How to register as self-employed freelance

If you're a freelancer and earn more than £1,000 in a single tax year, you need to register as self employed—also known as a ‘sole trader’. Double-check with HMRC’s Employment Status Checker to confirm your employment status.

After registering as a sole trader or self-employed, you will need to submit a Self Assessment to pay your tax and national insurance.

Self-employed vs freelance taxes

As self-employed and freelancers are legally the same thing, taxes and national insurance are worked out in the same way. To begin paying income tax and national insurance, you need to register with HMRC, which is often called a ‘sole trader’. But you may also consider setting up a private limited company.

To pay your tax and National Insurance, you need to submit a Self Assessment form. Make sure you’ve kept a note of your income and business expenses. But don’t worry if you’re confused about what exactly you need to do—there’s plenty of information out there on paying tax and National Insurance as a freelancer.

Issues affecting self-employed and freelance workers

There are lots of advantages to being self-employed and freelance, as well as plenty of issues, namely insecurity. Unlike being employed, work isn’t guaranteed. You will have to find work and clients yourself, which can be stressful at the best of times. This means your income could fluctuate every month, making it difficult to plan ahead or feel too secure.

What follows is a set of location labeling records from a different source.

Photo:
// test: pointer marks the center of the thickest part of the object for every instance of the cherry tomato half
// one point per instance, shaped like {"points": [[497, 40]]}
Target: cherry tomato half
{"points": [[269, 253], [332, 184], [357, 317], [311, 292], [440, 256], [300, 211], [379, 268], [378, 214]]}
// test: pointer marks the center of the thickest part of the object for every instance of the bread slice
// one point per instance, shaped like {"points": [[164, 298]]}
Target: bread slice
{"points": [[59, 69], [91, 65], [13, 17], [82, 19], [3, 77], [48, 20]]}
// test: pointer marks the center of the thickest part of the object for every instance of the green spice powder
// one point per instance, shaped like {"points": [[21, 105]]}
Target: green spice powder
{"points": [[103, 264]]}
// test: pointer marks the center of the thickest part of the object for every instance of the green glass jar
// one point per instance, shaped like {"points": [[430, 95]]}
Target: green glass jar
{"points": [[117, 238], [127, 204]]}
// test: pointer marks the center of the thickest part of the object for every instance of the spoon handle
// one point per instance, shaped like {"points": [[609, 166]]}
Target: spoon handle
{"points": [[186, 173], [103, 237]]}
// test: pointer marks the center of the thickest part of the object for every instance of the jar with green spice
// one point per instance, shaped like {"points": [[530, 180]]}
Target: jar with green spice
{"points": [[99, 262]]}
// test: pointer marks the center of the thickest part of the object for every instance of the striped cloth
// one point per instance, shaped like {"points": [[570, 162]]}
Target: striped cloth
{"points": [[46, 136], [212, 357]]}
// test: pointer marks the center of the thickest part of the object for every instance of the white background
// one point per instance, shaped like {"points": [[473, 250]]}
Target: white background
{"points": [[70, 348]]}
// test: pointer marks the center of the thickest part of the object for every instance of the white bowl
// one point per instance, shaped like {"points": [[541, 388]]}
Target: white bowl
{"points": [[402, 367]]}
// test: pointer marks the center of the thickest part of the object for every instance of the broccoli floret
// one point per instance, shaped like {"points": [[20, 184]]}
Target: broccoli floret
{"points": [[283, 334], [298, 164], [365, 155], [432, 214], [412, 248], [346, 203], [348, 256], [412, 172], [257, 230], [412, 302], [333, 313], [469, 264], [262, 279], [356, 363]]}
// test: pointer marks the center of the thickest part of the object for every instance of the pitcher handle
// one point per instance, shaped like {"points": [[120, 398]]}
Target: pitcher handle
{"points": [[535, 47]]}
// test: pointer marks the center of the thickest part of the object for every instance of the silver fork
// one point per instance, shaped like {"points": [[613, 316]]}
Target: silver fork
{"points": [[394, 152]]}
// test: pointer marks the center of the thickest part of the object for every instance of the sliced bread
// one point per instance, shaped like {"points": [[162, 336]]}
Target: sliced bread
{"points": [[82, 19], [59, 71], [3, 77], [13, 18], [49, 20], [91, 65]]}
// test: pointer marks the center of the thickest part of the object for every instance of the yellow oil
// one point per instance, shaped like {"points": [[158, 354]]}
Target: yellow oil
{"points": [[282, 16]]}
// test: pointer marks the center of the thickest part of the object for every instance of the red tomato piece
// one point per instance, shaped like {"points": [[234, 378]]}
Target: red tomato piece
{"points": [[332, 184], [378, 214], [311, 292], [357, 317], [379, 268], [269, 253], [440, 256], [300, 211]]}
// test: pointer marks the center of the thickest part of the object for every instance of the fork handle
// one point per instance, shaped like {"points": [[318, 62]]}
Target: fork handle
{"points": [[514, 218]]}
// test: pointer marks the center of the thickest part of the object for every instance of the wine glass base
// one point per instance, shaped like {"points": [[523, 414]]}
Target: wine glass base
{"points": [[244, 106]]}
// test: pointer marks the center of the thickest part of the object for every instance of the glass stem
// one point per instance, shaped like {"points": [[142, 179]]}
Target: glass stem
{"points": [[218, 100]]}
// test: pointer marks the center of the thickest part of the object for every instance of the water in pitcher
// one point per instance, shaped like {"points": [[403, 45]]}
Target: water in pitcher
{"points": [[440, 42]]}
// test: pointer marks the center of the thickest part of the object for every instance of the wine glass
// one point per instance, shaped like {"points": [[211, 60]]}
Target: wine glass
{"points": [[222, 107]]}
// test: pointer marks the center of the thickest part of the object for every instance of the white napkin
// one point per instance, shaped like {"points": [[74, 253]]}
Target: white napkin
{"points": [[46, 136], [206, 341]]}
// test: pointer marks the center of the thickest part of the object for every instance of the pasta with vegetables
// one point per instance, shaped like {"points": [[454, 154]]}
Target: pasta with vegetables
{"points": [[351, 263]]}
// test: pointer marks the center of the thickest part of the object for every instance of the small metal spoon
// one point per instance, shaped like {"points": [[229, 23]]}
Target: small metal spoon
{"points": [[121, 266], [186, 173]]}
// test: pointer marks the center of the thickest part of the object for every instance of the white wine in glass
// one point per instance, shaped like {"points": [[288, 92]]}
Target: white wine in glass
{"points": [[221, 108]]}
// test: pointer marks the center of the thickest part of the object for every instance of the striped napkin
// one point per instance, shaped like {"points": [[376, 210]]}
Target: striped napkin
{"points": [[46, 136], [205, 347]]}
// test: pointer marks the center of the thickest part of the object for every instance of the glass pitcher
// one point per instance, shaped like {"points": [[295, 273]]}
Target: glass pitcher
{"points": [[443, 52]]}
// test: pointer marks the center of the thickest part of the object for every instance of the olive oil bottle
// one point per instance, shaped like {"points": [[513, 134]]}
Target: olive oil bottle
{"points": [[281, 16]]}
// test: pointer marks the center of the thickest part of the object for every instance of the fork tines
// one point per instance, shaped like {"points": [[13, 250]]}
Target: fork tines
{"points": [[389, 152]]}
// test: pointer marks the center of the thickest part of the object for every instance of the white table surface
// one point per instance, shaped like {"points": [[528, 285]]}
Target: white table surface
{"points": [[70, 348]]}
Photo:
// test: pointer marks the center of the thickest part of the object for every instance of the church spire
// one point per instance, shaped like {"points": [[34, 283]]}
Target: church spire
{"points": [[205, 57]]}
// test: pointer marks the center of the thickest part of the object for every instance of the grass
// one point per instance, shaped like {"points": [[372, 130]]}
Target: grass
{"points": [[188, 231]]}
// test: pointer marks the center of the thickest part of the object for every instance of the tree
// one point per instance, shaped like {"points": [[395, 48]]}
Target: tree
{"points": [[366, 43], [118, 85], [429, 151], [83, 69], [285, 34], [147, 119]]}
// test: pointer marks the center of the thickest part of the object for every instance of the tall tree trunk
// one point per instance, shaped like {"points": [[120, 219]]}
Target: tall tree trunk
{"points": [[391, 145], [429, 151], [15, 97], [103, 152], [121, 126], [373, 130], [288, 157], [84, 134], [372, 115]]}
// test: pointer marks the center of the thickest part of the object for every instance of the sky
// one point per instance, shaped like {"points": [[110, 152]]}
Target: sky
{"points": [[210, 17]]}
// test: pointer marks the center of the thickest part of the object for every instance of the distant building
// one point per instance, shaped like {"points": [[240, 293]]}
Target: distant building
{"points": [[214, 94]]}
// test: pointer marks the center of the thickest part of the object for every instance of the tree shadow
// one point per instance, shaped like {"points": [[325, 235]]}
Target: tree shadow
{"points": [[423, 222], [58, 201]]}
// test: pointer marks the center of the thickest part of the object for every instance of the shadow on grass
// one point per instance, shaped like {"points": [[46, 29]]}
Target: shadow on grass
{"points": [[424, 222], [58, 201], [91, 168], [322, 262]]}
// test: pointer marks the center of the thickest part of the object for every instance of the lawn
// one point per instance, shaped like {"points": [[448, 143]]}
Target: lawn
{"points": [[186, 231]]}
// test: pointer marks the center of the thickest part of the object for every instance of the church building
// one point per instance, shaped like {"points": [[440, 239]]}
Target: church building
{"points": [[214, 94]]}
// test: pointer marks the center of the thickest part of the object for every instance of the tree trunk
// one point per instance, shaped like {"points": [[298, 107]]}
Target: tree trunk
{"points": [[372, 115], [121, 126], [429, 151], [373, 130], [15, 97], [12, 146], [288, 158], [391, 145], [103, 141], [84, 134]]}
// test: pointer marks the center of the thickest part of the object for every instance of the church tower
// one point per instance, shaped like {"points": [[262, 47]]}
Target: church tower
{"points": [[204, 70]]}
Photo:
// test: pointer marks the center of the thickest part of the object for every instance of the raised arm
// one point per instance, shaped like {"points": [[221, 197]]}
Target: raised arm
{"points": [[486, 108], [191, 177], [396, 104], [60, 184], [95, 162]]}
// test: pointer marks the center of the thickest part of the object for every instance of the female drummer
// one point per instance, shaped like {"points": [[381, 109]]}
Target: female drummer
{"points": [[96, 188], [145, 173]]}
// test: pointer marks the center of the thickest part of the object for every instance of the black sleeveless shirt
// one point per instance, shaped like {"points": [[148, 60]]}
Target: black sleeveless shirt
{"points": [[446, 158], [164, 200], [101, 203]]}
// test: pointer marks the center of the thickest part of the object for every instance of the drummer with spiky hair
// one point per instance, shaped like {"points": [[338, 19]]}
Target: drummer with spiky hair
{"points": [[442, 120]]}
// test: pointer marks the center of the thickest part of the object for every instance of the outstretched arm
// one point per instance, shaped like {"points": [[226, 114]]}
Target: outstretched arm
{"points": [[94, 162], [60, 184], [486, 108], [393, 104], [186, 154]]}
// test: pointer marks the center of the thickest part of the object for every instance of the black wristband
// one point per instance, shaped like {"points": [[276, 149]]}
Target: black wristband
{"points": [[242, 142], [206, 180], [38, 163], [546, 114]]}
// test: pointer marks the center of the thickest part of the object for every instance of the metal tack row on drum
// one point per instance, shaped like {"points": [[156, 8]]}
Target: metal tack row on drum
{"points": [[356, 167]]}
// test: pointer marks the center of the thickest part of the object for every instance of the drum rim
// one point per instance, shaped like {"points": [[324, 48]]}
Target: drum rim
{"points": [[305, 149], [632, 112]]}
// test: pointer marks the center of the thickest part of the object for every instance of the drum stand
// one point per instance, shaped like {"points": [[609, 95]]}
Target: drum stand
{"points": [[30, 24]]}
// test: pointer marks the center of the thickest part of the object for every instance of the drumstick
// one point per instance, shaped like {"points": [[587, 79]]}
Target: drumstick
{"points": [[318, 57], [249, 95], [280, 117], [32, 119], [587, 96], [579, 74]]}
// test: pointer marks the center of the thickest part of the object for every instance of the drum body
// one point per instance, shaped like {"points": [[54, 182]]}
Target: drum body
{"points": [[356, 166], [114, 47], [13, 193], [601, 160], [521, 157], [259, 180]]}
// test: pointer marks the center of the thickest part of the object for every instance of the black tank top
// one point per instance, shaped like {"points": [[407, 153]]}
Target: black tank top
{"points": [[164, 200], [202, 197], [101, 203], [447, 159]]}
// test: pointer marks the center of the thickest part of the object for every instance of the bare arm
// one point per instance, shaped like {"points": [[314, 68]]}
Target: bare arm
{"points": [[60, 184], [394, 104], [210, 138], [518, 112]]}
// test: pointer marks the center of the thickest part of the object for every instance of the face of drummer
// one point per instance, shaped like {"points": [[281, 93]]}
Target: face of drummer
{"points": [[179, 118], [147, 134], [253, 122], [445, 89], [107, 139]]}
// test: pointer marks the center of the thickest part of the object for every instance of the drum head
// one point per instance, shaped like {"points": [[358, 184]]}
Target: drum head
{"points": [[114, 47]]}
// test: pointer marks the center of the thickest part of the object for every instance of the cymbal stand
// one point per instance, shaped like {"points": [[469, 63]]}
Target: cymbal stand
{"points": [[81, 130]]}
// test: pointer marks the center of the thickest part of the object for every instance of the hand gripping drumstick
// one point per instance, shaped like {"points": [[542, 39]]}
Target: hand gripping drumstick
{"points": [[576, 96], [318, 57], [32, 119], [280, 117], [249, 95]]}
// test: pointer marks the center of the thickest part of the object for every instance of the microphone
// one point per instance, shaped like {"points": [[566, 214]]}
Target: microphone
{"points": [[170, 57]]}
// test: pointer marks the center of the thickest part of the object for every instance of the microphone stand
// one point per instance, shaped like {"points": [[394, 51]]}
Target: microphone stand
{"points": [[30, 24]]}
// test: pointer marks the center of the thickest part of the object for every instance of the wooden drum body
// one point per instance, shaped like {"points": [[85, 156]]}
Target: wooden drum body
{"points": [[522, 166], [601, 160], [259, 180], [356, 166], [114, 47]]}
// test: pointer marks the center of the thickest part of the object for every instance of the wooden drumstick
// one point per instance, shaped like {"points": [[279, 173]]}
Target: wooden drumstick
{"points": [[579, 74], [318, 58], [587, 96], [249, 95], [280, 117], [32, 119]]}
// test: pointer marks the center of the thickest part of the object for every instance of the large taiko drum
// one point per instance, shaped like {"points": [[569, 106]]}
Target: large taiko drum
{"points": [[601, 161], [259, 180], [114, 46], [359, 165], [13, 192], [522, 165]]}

It’s also worth considering the price of becoming self-employed and starting your own business. There can be high start-up costs depending on the type of business you’re setting up. Read our guide on the average cost of starting a new business in the UK for more information.

Even freelancers will have to deal with set up costs, like specialist equipment, software or more. With the switch from employment being a big investment, the right business insurance and freelance insurance can help protect you from financial insecurity.

Self-employed and freelance difference

Self-employed and freelance, despite the different names, and very similar. There is no real difference between the two as legally they are the same. The only differences are what you’re likely doing for work.

For instance, freelancers will typically work on short-term projects for lots of different clients. But self-employed people would more often be their own boss, working for themselves on their own projects.


Overall, there’s a lot of confusion around self-employed and freelancers. Although many people think they’re different, it’s just a matter of terminology as legally they’re the same thing.

An important part of the self-employed and freelance journey is registering with HMRC and then filing for tax and national insurance Self Assessment.

As they’re the same thing, you will face similar challenges, like insecurity without having a permanent, secured income like you would if you were employed, or even potential start-up costs.

One way to help deal with the insecurities is to take out good business insurance or freelance insurance. This can help put your mind at ease, ensuring you’re protected should the worst happen.